The little brown bat migration in Wisconsin has started, so don’t be alarmed if you see some hanging around your porch lights during the day, said Jennifer Redell of the Wisconsin Department of Natural Resources.
The species of bat started migration in mid-August from their summer hangouts to head to a cave or mine somewhere within a 180- to 250-mile radius, Redell said. One popular hibernation spot in Wisconsin is Neda Mine, an abandoned iron mine located in Dodge County. It's home to the largest hibernating bat population in the Midwest.

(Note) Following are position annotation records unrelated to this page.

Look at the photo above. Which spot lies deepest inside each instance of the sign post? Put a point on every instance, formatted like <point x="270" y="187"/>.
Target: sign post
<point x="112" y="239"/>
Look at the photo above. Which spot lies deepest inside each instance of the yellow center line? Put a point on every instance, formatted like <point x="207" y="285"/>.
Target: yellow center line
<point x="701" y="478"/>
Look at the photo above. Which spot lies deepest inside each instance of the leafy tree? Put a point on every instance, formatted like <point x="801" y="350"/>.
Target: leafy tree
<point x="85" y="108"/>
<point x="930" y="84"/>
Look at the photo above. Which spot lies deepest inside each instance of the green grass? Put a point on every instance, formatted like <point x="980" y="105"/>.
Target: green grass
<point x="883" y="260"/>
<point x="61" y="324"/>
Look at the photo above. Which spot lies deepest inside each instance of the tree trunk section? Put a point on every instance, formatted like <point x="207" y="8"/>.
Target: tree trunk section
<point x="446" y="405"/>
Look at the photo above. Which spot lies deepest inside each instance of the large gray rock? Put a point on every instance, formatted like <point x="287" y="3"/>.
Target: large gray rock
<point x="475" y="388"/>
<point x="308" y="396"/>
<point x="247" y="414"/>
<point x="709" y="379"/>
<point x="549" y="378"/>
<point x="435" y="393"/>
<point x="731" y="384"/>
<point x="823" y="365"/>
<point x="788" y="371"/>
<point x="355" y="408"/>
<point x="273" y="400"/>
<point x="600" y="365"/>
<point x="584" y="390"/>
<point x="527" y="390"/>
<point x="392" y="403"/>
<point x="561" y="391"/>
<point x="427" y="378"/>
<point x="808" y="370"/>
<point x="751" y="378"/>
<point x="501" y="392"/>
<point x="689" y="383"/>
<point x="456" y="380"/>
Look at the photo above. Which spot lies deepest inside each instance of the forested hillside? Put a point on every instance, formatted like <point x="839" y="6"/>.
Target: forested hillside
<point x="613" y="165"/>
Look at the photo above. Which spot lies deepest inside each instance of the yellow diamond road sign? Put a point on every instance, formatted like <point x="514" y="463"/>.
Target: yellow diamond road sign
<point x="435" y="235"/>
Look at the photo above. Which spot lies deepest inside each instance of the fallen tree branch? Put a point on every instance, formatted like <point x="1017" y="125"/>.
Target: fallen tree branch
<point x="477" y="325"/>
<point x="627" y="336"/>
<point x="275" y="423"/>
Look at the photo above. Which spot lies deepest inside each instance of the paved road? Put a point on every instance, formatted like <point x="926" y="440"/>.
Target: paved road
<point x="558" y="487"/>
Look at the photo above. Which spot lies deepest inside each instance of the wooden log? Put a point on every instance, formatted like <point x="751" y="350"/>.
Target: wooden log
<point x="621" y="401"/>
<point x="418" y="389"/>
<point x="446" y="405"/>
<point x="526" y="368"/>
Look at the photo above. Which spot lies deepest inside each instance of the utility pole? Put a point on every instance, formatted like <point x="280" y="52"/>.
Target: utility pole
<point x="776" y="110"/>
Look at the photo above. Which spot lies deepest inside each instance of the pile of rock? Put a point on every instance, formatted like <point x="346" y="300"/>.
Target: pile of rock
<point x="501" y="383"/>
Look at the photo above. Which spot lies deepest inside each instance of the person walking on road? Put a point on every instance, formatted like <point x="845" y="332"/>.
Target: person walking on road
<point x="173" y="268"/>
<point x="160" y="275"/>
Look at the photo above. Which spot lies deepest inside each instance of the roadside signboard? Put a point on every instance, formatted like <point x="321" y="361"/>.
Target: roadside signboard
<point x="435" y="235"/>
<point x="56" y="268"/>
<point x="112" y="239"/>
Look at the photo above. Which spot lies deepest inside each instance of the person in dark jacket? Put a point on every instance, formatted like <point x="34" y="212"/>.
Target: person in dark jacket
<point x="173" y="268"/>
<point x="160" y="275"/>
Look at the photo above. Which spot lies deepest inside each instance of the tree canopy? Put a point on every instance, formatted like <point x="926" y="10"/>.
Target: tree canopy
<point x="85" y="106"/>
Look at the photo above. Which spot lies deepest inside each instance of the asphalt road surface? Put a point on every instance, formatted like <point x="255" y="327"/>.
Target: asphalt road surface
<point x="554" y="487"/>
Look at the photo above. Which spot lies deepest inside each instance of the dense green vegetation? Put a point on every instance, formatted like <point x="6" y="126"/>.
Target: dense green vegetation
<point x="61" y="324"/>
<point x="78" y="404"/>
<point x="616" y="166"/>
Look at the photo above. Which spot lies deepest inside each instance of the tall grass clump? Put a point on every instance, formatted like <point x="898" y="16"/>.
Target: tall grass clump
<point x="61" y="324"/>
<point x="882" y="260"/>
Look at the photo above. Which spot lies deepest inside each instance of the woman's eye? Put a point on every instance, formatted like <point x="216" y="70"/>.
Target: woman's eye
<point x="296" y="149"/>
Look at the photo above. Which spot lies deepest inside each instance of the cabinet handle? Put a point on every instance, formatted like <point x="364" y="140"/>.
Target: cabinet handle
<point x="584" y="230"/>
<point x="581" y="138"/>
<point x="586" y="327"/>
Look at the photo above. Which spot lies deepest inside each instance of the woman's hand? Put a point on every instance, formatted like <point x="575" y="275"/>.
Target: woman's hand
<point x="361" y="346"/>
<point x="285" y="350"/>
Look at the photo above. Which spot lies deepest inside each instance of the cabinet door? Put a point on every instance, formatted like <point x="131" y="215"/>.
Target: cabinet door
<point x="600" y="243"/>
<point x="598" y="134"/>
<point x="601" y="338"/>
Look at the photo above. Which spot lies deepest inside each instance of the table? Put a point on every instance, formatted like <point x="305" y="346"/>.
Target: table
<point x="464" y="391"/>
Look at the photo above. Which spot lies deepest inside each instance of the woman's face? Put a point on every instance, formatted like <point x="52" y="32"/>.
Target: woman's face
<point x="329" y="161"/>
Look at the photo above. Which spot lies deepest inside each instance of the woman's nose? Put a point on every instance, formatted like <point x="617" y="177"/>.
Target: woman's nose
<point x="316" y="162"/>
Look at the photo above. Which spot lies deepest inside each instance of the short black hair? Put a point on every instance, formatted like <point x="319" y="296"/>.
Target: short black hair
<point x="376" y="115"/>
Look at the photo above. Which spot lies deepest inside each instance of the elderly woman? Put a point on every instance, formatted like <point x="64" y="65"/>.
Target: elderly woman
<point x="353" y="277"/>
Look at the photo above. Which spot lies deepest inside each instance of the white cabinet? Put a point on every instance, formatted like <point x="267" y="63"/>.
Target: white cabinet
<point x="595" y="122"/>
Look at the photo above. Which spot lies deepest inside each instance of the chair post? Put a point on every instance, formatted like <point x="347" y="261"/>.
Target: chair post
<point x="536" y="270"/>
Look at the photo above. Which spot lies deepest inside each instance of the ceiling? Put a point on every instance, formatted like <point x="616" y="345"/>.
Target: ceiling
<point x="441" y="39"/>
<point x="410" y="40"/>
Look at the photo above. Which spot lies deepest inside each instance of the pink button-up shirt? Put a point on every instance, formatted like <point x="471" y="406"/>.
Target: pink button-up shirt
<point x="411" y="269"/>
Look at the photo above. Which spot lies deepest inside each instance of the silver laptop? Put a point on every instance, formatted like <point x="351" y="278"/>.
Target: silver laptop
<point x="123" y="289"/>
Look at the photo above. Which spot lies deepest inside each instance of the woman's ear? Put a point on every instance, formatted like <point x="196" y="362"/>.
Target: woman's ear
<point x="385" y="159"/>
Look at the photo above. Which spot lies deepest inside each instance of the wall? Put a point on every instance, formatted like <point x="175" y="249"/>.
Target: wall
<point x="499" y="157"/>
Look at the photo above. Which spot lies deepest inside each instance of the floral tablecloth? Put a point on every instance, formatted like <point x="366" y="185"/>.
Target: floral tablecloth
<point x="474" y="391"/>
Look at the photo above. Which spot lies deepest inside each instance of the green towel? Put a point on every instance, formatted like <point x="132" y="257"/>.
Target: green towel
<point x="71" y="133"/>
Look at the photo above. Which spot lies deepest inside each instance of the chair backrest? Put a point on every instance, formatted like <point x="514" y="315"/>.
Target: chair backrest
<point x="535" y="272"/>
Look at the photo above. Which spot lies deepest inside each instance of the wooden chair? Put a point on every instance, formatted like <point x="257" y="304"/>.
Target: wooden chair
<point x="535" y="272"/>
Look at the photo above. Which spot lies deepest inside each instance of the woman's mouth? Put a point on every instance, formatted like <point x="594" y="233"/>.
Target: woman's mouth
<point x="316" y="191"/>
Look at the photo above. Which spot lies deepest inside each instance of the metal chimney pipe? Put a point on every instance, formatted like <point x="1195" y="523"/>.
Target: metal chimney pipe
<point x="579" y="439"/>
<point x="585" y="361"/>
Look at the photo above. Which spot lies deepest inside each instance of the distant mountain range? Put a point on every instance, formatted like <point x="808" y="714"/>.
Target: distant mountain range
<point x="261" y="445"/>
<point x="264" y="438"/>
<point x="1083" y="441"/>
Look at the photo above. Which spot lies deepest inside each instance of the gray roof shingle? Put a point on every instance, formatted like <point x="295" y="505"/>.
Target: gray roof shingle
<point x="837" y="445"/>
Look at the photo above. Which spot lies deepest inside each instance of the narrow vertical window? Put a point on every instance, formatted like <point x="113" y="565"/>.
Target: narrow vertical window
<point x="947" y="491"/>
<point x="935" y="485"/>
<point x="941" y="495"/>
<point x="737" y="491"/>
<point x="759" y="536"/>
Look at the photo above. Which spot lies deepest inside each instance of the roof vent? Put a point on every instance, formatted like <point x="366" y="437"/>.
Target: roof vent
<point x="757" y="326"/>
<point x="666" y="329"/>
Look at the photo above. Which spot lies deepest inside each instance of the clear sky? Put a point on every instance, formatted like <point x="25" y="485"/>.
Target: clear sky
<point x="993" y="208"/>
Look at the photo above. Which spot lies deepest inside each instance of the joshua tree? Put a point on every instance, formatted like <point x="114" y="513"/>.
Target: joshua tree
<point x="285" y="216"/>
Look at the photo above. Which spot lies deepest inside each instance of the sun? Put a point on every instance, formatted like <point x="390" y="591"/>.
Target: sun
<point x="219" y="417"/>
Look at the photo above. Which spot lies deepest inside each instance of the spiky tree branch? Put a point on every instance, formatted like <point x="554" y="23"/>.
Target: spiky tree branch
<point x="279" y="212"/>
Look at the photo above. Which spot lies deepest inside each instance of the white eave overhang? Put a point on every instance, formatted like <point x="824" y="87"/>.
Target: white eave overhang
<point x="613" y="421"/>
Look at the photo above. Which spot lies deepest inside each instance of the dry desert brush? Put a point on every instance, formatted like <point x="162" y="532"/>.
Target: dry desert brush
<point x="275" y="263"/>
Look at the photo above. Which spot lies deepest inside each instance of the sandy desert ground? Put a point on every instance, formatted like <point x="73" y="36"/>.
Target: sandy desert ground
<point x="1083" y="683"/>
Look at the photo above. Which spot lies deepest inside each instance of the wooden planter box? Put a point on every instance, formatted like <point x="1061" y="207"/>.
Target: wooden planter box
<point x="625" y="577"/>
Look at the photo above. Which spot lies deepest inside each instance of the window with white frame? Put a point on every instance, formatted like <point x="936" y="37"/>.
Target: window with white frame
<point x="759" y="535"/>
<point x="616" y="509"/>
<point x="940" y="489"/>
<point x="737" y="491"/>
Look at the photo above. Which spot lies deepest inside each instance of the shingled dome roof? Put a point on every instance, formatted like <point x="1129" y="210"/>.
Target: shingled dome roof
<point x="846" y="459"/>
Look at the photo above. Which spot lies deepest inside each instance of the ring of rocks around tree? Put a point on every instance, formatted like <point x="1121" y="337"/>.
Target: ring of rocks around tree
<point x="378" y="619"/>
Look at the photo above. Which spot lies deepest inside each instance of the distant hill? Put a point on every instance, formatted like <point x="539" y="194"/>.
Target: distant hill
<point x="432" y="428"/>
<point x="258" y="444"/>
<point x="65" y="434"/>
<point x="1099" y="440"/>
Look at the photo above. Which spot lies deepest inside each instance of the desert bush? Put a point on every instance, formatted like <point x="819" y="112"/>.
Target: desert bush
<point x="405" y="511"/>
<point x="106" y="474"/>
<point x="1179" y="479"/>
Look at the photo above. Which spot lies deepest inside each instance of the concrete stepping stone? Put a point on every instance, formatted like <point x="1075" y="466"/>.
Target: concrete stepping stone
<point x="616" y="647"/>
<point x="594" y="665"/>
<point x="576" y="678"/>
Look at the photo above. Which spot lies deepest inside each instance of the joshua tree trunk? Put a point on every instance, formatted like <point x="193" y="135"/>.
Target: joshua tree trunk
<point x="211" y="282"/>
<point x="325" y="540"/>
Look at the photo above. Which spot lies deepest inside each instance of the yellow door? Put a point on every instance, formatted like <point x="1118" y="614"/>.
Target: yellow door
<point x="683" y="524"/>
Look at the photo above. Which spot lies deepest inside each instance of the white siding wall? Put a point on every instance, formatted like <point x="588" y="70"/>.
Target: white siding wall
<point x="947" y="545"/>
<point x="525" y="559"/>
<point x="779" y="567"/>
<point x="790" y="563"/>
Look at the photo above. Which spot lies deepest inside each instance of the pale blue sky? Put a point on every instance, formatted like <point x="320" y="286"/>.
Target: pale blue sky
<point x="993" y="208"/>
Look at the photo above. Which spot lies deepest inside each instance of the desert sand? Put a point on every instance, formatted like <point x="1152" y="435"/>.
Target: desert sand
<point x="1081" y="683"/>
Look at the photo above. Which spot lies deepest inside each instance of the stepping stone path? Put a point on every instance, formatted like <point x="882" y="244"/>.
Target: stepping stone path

"Traditionally or historically, we've had about 143,000 bats that hibernate there, and most of them are little brown bats," Redell said.
Many of the abandoned mines in northern Wisconsin and the Upper Peninsula of Michigan become the home to this, and other species, of hibernating bats during the winter months, she said. The Millie Hill mine in Iron Mountain, Michigan, has become something of a tourist attraction this time of year.
"There are thousands of bats, again, historically, that have hibernated there. And in the fall, they're coming back right at this time of year, and bats swarm right outside those mine entrances, so it's a spectacular, beautiful thing to watch on a moonlit night," she said.
It is equally spectacular when the bats leave the mines around mid-May, Redell said.
There have been dramatic declines in the bat population in the U.P. and Wisconsin, like due, in large part, to white-nose syndrome, a fungus that weakens hibernating bats. According to Redell, hibernating bats lower their body temperatures, slow their breathing and heartbeat, and turn off their immune systems to save energy. Each time they wake up they expend energy. Bats with white-nose syndrome end up waking every other day and very quickly burn through their stored fat, causing them to starve to death.
Unfortunately, there is little known that can be done to stop the syndrome at this time.
"All indications are that what we’ve seen out east as the disease has spread its way westward, point to us seeing the same affects — a dramatic decline and bats disappearing," she said.